The idea is to write an equivalent of $\forall x (\varphi(x) \lor \psi(x))$ in terms of $\forall x \varphi(x), \exists x \varphi(x), \forall x \psi(x)$ and $ \exists x \psi(x)$ connected only by logical connectors $\land,\lor,\to,\neg$. In other words: is there a propositional logic formula $P$ such that $$ \forall x (\varphi(x) \lor \psi(x) ) \equiv P(\forall x \varphi(x), \exists x \varphi(x), \forall x \psi(x),\exists x \psi(x)) $$ ?
My Attempt: I thought about symmetrising the implied formula above as $$ [\forall x \varphi(x) \lor \exists x \psi(x)] \lor [\forall x \psi(x) \lor \exists x \varphi(x)] $$ since this may weaken the implication, lol.

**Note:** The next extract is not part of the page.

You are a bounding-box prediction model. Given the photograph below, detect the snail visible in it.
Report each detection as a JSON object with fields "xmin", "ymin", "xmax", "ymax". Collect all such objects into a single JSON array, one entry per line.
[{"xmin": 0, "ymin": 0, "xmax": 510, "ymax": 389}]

No, there's no such function $P$: If the language has one constant symbol $c$ and a model has at least two elements, let $\varphi$ and $\psi$ be defined as follows:
If $Q=\forall$ and $P(F,F) = T$: $\varphi(x)= \psi(x)=\neg(x=x)$.
If $Q=\forall$ and $P(F,F) = F$: $\varphi(x)= (x=c)$ and $\psi(x)=\neg(x=c)$.
If $Q=\exists$ and $P(T,T) = T$: $\varphi(x)= \psi(x)=(x=c)$.
If $Q=\exists$ and $P(T,T) = F$: $\varphi(x)= \psi(x)=(x=x)$.
In each of the cases above the truth value of $\forall x (\varphi(x) \lor \psi(x))$ is different from the truth value of $P(Q x \varphi(x), Q x \psi(x))$, so they can't be equivalent.